Amyloidosis can be classified into systemic and localized. Systemic amyloidosis can be primary or secondary. Primary systemic type usually involves the tongue (macroglossia), heart (cardiomyopathy), GIT (malabsorption), peripheral nerves (neuropathy including ptosis), kidney (nephrotic syndrome), ocular muscles (ophthalmoplegia), vitrouse, and cornea (Meretoja syndrome or lattice corneal dystrophy type II) (Meretoja, 1969, 1973). Secondary systemic amyloidosis is usually found in association with malignancies, tuberculosis, rheumatoid arthritis, syphilis, and other chronic inflammatory conditions and it is the most commonly encountered form McPherson (1966).

In primary amyloid deposition (AL) the amyloid fibrils consist of the variable portions of monoclonal kappa (κ) or lambda (λ) immunoglobulin light chains. In secondary amyloid deposition (AA) the amyloid fibrils consist of protein A, a non-immunoglobulin (Meretoja, 1969, 1973; McPherson, 1966).

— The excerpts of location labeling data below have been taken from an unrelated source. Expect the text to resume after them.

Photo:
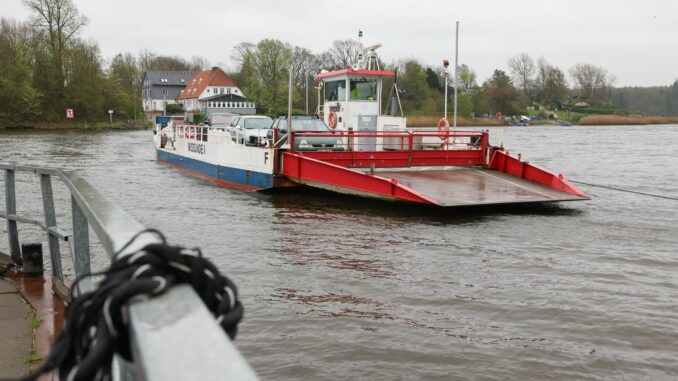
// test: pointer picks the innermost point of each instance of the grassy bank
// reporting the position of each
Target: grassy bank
(602, 120)
(432, 121)
(116, 125)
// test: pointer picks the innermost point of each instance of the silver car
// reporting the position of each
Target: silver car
(250, 129)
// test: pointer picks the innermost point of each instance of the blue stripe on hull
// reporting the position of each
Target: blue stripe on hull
(234, 175)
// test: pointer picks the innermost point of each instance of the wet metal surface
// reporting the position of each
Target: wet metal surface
(458, 186)
(337, 288)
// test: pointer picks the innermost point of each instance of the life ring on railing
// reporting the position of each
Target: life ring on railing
(443, 128)
(332, 120)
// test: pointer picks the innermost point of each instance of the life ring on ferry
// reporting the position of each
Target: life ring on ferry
(443, 128)
(332, 120)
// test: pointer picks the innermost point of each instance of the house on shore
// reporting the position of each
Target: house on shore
(212, 91)
(162, 87)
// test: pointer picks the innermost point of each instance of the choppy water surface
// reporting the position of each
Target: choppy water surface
(338, 288)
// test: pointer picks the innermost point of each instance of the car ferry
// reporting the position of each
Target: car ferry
(355, 150)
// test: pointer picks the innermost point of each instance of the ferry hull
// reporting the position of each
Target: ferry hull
(222, 175)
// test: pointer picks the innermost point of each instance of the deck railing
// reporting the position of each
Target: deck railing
(360, 149)
(173, 336)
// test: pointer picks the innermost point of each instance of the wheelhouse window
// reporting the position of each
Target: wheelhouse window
(258, 123)
(335, 90)
(363, 90)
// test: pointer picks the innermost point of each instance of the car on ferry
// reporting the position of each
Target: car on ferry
(310, 124)
(220, 120)
(250, 130)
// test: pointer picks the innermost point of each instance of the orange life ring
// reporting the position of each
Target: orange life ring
(332, 120)
(443, 133)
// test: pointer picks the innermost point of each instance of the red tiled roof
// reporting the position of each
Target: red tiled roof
(198, 84)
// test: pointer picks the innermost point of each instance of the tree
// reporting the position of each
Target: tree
(264, 74)
(500, 91)
(413, 86)
(19, 100)
(589, 80)
(552, 85)
(199, 63)
(433, 80)
(523, 69)
(58, 22)
(343, 54)
(467, 77)
(241, 50)
(87, 88)
(126, 69)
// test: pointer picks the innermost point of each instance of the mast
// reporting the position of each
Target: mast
(456, 72)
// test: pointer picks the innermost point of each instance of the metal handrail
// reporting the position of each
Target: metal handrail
(173, 336)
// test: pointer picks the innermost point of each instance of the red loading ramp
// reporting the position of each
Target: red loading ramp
(443, 186)
(320, 174)
(467, 186)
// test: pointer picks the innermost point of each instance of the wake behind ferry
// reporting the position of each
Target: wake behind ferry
(355, 150)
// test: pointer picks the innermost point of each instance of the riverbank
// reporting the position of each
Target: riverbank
(587, 120)
(432, 120)
(15, 314)
(116, 125)
(618, 120)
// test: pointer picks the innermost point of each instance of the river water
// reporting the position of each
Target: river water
(337, 288)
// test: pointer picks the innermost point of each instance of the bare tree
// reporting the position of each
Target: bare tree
(199, 63)
(590, 80)
(467, 77)
(522, 69)
(551, 83)
(241, 50)
(60, 20)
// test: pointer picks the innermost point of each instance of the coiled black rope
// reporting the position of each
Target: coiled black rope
(625, 190)
(96, 325)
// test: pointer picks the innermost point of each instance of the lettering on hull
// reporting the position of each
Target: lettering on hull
(197, 148)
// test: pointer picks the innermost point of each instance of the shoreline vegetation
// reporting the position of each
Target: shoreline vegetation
(607, 120)
(414, 121)
(116, 125)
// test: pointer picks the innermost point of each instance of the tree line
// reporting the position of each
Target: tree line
(46, 67)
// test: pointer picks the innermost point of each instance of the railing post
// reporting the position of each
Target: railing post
(10, 209)
(483, 149)
(410, 147)
(81, 245)
(50, 224)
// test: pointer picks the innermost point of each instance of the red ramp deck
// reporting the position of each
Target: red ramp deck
(461, 186)
(455, 174)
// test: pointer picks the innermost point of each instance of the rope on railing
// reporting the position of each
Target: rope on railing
(96, 323)
(624, 190)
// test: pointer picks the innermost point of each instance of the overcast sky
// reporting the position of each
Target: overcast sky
(637, 41)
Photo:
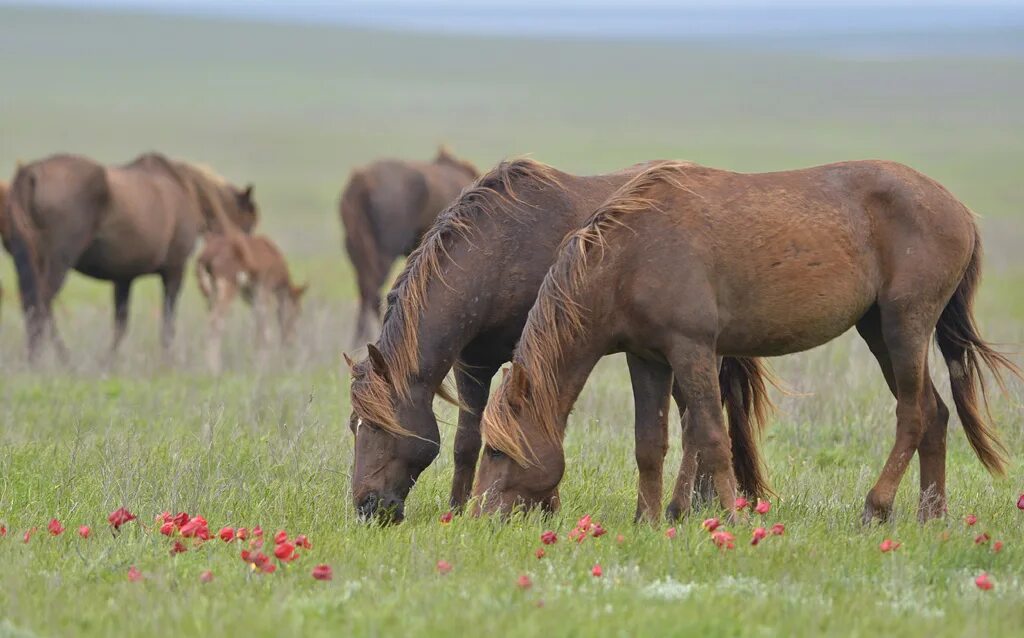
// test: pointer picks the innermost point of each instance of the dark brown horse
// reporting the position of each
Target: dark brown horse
(685, 264)
(113, 223)
(461, 302)
(385, 209)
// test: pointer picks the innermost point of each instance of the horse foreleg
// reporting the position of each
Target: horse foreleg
(473, 389)
(651, 387)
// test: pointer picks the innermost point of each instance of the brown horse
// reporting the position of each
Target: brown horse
(113, 223)
(685, 264)
(224, 268)
(461, 302)
(385, 209)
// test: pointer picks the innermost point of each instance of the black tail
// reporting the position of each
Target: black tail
(965, 352)
(743, 382)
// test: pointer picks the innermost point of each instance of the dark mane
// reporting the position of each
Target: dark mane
(558, 316)
(494, 193)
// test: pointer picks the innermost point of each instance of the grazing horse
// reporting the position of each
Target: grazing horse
(113, 223)
(385, 209)
(224, 268)
(685, 264)
(460, 303)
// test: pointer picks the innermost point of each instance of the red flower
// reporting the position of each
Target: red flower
(323, 572)
(723, 540)
(711, 524)
(54, 527)
(285, 551)
(119, 517)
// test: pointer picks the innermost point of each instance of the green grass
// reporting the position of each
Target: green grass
(292, 109)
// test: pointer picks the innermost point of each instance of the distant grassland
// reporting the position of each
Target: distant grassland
(293, 109)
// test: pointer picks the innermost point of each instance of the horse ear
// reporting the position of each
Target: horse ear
(377, 360)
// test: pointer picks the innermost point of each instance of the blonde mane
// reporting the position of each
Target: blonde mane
(559, 317)
(398, 342)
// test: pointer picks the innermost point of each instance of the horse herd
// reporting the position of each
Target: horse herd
(695, 273)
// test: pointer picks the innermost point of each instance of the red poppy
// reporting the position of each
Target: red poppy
(323, 572)
(285, 551)
(711, 524)
(723, 539)
(119, 517)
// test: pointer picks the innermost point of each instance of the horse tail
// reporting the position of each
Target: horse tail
(360, 240)
(965, 352)
(743, 382)
(24, 241)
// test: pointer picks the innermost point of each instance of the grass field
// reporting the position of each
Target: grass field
(293, 109)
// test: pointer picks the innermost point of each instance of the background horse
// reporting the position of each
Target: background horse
(222, 271)
(686, 263)
(385, 209)
(461, 302)
(113, 223)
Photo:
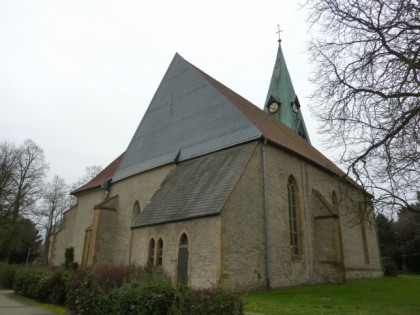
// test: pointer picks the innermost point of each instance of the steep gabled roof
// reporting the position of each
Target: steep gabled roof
(274, 131)
(186, 118)
(192, 114)
(198, 187)
(103, 176)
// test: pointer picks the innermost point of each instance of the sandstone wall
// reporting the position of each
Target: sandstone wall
(204, 248)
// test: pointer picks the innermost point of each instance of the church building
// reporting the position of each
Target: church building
(217, 191)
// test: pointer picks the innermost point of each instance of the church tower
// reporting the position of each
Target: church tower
(282, 102)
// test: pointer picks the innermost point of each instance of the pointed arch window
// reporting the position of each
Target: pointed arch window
(183, 255)
(151, 258)
(159, 253)
(136, 211)
(293, 216)
(335, 203)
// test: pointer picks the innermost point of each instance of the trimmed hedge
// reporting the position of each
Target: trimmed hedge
(212, 301)
(42, 284)
(7, 274)
(122, 289)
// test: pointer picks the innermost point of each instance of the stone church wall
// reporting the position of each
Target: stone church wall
(63, 237)
(75, 223)
(331, 248)
(138, 188)
(243, 254)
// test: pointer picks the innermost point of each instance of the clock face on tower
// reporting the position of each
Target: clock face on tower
(273, 107)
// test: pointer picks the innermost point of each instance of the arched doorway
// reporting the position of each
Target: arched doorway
(182, 268)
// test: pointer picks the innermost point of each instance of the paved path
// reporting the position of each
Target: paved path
(21, 306)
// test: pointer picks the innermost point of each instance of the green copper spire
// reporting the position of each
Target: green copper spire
(282, 102)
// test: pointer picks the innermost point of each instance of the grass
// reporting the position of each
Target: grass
(388, 295)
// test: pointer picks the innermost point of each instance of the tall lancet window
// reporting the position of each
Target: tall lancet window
(151, 258)
(293, 216)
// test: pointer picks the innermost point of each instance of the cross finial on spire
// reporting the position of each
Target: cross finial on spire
(278, 32)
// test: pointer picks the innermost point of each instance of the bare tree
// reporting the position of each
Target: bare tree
(22, 173)
(367, 76)
(55, 200)
(90, 173)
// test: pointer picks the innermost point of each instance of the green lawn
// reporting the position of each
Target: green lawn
(389, 295)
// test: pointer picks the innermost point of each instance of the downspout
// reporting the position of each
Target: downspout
(265, 205)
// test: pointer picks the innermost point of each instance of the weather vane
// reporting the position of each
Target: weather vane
(279, 31)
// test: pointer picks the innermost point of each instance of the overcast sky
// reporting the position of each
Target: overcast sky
(77, 76)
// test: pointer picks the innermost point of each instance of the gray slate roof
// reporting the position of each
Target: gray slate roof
(186, 118)
(197, 188)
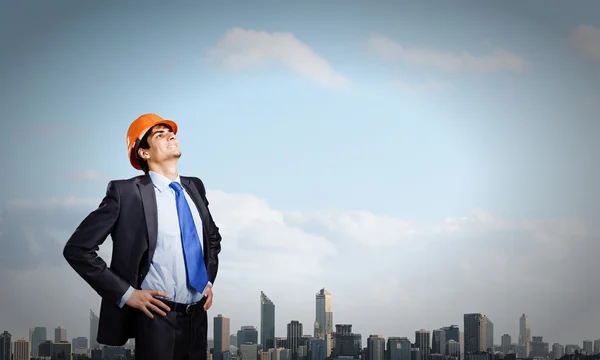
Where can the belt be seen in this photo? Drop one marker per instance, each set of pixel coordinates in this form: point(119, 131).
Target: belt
point(184, 308)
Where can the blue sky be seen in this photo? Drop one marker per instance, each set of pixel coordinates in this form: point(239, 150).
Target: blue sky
point(424, 120)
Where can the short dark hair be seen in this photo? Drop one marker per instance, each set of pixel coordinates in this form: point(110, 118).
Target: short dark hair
point(144, 144)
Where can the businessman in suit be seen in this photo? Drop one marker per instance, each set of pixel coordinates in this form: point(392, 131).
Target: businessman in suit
point(158, 287)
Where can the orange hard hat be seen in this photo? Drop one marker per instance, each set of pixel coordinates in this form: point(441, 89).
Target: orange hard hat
point(138, 129)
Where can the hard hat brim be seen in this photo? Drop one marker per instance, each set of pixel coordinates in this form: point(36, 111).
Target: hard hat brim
point(133, 159)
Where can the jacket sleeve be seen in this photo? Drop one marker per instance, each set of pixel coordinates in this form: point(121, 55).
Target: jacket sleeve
point(81, 249)
point(214, 237)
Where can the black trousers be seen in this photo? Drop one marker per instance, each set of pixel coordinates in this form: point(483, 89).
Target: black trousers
point(180, 335)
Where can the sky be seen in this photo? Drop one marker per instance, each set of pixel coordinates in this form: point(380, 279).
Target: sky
point(419, 161)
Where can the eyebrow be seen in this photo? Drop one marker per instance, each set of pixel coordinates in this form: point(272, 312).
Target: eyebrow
point(161, 131)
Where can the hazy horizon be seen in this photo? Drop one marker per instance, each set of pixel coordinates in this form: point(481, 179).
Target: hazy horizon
point(419, 161)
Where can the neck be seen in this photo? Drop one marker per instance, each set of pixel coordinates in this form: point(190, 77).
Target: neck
point(168, 170)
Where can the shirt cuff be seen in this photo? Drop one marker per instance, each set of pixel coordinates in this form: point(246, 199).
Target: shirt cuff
point(207, 285)
point(126, 297)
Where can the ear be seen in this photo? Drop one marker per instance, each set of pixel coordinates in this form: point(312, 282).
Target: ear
point(143, 153)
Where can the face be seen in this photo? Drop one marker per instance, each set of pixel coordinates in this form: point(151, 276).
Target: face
point(164, 145)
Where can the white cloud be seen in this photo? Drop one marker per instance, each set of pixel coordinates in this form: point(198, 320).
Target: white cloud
point(428, 86)
point(88, 175)
point(387, 275)
point(497, 61)
point(586, 40)
point(240, 49)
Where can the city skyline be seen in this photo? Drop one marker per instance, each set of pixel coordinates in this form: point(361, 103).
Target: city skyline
point(523, 327)
point(421, 161)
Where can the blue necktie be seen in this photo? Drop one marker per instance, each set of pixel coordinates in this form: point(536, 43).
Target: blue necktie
point(192, 250)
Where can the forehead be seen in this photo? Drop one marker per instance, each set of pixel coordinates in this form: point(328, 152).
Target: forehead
point(160, 128)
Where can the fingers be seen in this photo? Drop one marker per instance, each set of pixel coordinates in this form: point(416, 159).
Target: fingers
point(208, 303)
point(160, 303)
point(156, 309)
point(158, 293)
point(148, 313)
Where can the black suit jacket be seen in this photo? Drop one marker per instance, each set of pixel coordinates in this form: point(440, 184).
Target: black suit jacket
point(128, 213)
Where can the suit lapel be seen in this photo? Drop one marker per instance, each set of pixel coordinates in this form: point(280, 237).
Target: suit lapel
point(195, 195)
point(150, 212)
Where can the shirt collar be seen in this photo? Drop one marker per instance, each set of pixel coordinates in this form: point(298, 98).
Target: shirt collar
point(161, 182)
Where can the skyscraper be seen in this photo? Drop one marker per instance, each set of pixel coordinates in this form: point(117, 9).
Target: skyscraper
point(60, 334)
point(505, 343)
point(22, 350)
point(222, 331)
point(267, 322)
point(38, 334)
point(376, 347)
point(475, 336)
point(94, 331)
point(323, 315)
point(294, 334)
point(489, 333)
point(5, 346)
point(525, 335)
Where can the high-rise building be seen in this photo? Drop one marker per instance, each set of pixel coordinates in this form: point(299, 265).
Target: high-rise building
point(323, 316)
point(538, 347)
point(588, 347)
point(5, 346)
point(475, 336)
point(489, 333)
point(267, 322)
point(60, 334)
point(221, 330)
point(346, 343)
point(398, 348)
point(505, 343)
point(317, 349)
point(438, 342)
point(22, 350)
point(94, 320)
point(294, 333)
point(558, 351)
point(524, 335)
point(423, 343)
point(79, 343)
point(376, 347)
point(247, 335)
point(37, 335)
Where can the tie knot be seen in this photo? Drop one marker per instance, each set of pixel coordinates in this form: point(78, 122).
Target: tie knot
point(175, 186)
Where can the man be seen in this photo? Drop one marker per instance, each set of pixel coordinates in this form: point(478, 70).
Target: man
point(158, 287)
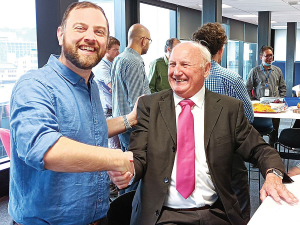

Cornea is a frequent ocular site for amyloid deposition either as primary or secondary pathology. Primary corneal amyloid deposition (amyloid AL) can be seen in lattice dystrophy, polymorphic amyloid degeneration (PAD), and gelatinous drop-like corneal dystrophy. Secondary corneal amyloid deposition (amyloid AA) is most frequently associated with local eye disease such as uveitis, ocular trauma, climatic droplet keratopathy, retinopathy of prematurity, keratoconus, trichiasis, and trachoma (Stern et al., 1988; Hidayat and Risco, 1989; Aso and Wakakura, 2000; Matta et al., 1991; Hill et al., 1990; McPherson, 1966).

Polymorphic amyloid degeneration presents as corneal punctate and filamentous opacities that affect patients in their forth decade or older (Mannis et al., 1981; Woodward et al., 2007). Family studies failed to demonstrate heritability and therefore it is classified as degeneration rather than dystrophy (Mannis et al., 1981). The deposits are usually in the deeper layers associated with normal intervening stroma (Mannis et al., 1981). Although it is not a cause of visual dysfunction, this disorder (Mannis et al., 1981). It can be associated with posterior polymorphous corneal dystrophy (Molia et al., 1999) or posterior crocodile shagreen corneal degeneration (Woodward et al., 2007).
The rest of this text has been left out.